Previously, Barron had given the title "Elijah, You're Fired!" to his first podcast on the subject. Ignoring the teaching of the Church Fathers on the question and apparently unaware of Elijah's status as Pillar of the Prophets**, place of high honor (especially in the East), harbinger of Christ's Second Coming, and appearance in the New Testament at the Transfiguration along with the great Patriarch Moses, Barron trivializes the account in the Book of Kings, representing it as a sort of cardboard show in which God, exasperated with Elijah's exhibition of Worst-ness in Religion, "fires" him and replaces him with Elisha. 

Passing over further comment on the superficiality of this analysis, hardly worthy of a man of Barron's education and erudition, not to mention ecclesiastical position as guardian of the faith, I want to put on the record the response given to me by Fr. Mankowski, when I emailed him about my astonishment at the sheer arrogance of the man, doubling down after many years on his truly bad take.

Fr. Mankowski replied:

Painfully ironic, in view of the fact that Baal worship (in Palestine and in Canaanite colonies) included infant sacrifice in which babies were burned alive, as ancient authors attested and modern archaeology confirms***. 

One site alone turns up the remains of 20,000 sacrificed infants. Elijah might have been somewhat old-fashioned in his notions of ecumenical dialogue, but in terms of "the worst of religion" his putting the Baalites out of business is an odd choice."

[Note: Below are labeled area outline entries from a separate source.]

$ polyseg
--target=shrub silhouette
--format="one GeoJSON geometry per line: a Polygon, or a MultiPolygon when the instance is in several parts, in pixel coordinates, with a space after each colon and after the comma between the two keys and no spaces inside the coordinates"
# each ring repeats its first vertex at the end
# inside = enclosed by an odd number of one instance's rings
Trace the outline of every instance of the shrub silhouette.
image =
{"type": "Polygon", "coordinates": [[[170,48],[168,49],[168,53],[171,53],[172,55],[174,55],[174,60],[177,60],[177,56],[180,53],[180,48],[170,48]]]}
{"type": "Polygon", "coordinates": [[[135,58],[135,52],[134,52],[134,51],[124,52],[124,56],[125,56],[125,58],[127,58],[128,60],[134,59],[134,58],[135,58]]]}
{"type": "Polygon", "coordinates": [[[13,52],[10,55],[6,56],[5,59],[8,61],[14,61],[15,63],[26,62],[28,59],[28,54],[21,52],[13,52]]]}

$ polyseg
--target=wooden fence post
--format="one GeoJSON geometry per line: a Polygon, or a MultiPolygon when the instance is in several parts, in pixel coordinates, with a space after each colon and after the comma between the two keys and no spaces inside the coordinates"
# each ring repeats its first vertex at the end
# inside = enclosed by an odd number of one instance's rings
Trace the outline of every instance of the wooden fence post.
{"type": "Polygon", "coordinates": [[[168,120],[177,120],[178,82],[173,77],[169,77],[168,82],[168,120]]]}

Yesterday, Micah Meadowcroft over at The American Conservative posted a good, heartfelt piece connecting the impending Supreme Court decision on Dobbs, if it goes as we expect in overturning Roe and subsequent rulings on abortion, and the striving of Elijah over the prophets of Baal: Dobbs as a Little Cloud.

He rightly observes:

And it came to pass after many days…” So starts the triumph of Elijah over the priests of Baal, and the return of rain to a desert land. Many days here is a matter of years, and the kingdom of Israel has suffered under a famine. 

In the nearly 50 years since Roe v. Wade was handed down in 1973, more than 62 million human babies, each made in the image of God, have been slaughtered on the altar of convenience. 

“I have not troubled Israel; but you, and your father’s house, in that you have forsaken the commandments of the Lord, and have followed Baalim.” So answered Elijah when the king, Ahab husband of Jezebel, blamed the prophet of God for the dryness of the land. And he challenged Ahab, and the Baalimites, and the people of Israel, to come to Mount Carmel and see there what the Lord might do. 

But even Mr. Meadowcroft does not quite make the connection. Yes, the immediate point of contention was the immolation of a bull on the altar. However, the followers of Baal, when not being challenged by Elijah, worshipped their idol, as Fr. Mankowski pointed out, precisely in sacrificing their infants. It was that abomination that provoked the prophet to his response, so shocking to our modern sensibilities. So Meadowcroft is closer than even he knows in drawing the parallel. And closer than Bishop Barron, that's for sure.